The former CEO of the bankrupt investment firm has been called before a congressional committee next week.
The move intensifies pressure on Corzine who has been largely absent from public view since he resigned as chief executive early last month.
The House Agriculture Committee is holding a hearing on Dec. 8 to examine the collapse of the futures brokerage and the ongoing search for hundreds of millions of dollars in missing customer funds.
"It is this committee's responsibility to shed light on the facts and circumstances surrounding the bankruptcy," said Frank Lucas, the Republican chairman of committee.
A spokesman for Corzine and his lawyer, Andrew Levander, was not immediately available to comment.
MF Global filed for bankruptcy on Oct. 31, after $6.3 billion in risky bets on European sovereign debt spooked investors and an effort to sell the firm failed.
Investigators are searching for as much as $1.2 billion in missing customer money, which regulators have said the company may have diverted for its own needs.
U.S. regulators are doing a wide probe of MF Global's business practices, including its accounting and disclosures.
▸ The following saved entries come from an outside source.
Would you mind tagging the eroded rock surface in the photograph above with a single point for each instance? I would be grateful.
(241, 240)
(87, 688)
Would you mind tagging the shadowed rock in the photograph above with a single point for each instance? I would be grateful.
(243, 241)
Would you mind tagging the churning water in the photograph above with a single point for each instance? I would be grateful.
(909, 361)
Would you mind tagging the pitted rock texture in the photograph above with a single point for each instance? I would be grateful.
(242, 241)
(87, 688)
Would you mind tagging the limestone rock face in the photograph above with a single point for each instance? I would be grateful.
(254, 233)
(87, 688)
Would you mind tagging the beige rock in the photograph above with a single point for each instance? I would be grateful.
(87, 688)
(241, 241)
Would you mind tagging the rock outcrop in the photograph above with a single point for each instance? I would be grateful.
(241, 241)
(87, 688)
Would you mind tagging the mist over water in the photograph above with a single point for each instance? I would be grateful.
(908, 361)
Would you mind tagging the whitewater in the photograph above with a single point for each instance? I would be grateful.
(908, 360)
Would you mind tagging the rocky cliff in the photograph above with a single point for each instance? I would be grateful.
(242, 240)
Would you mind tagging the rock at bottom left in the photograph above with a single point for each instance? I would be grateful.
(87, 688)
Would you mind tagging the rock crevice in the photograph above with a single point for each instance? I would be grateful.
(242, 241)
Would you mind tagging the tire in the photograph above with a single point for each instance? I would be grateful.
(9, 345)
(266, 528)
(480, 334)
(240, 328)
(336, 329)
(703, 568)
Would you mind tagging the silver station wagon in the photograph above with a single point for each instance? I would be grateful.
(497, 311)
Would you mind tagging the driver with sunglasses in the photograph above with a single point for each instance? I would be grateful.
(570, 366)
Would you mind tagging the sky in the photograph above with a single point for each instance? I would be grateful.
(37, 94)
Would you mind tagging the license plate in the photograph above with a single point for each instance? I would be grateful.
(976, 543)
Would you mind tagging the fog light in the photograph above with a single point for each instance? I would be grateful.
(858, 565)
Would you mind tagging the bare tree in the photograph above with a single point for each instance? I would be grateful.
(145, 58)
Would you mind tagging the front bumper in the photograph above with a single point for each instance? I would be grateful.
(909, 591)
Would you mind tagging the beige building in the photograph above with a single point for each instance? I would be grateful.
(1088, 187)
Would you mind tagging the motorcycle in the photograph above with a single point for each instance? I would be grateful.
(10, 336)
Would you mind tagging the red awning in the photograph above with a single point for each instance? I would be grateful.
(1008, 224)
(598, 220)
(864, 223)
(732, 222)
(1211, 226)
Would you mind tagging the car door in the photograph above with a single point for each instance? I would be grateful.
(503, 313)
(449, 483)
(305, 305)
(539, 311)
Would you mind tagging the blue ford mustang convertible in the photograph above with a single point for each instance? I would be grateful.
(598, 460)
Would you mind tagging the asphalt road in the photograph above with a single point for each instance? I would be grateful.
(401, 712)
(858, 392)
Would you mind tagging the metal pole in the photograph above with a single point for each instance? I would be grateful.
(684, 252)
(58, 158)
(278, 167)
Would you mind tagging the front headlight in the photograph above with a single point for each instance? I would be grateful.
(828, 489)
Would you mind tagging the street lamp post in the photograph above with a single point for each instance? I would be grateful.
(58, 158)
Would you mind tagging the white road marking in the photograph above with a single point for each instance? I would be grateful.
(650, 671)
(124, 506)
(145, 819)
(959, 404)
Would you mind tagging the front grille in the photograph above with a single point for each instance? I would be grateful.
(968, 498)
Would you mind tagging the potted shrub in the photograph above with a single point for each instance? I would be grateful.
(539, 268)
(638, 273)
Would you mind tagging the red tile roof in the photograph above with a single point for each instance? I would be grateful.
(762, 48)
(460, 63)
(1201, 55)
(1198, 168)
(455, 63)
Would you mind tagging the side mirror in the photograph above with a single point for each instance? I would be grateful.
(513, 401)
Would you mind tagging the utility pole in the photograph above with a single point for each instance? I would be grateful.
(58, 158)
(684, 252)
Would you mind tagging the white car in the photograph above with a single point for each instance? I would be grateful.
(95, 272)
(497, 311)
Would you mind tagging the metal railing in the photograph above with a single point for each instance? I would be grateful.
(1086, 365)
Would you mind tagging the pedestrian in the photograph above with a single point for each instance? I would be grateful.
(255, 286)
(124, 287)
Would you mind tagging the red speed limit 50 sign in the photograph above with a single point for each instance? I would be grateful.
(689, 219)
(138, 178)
The FBI also has shown a preliminary interest in the reason behind the missing funds.
Congress is holding a series of hearings examining whether regulators and company insiders could have done more to prevent the failure and protect investors, traders and farmers who may be out hundreds of millions of dollars.
Before becoming CEO of MF Global last year, Corzine was the governor of New Jersey. He was also CEO of Goldman Sachs in the late 1990s.
Lucas told reporters Friday that the House Agriculture Committee requested that Corzine appear, and received a letter from Corzine's attorney saying he would not be available on Dec. 8, the requested date.
"We are putting the pieces in place to compel testimony," Lucas said. "It is too important to let slide."
Friday's vote to issue a subpoena was unanimous with bipartisan backing.
"I am in full support of the endeavor we are undertaking today," said Representative Collin Peterson, the committee's top Democrat. "It is imperative that we hear directly from all those involved."
The House Agriculture Committee also expects to hear from the Commodity Futures Trading Commission and the Financial Industry Regulatory Authority -- two of the many regulators who were responsible for overseeing parts of MF Global.
A committee aide said the panel last issued a subpoena in 1996.
Neither MF Global nor its executives has been charged with wrongdoing.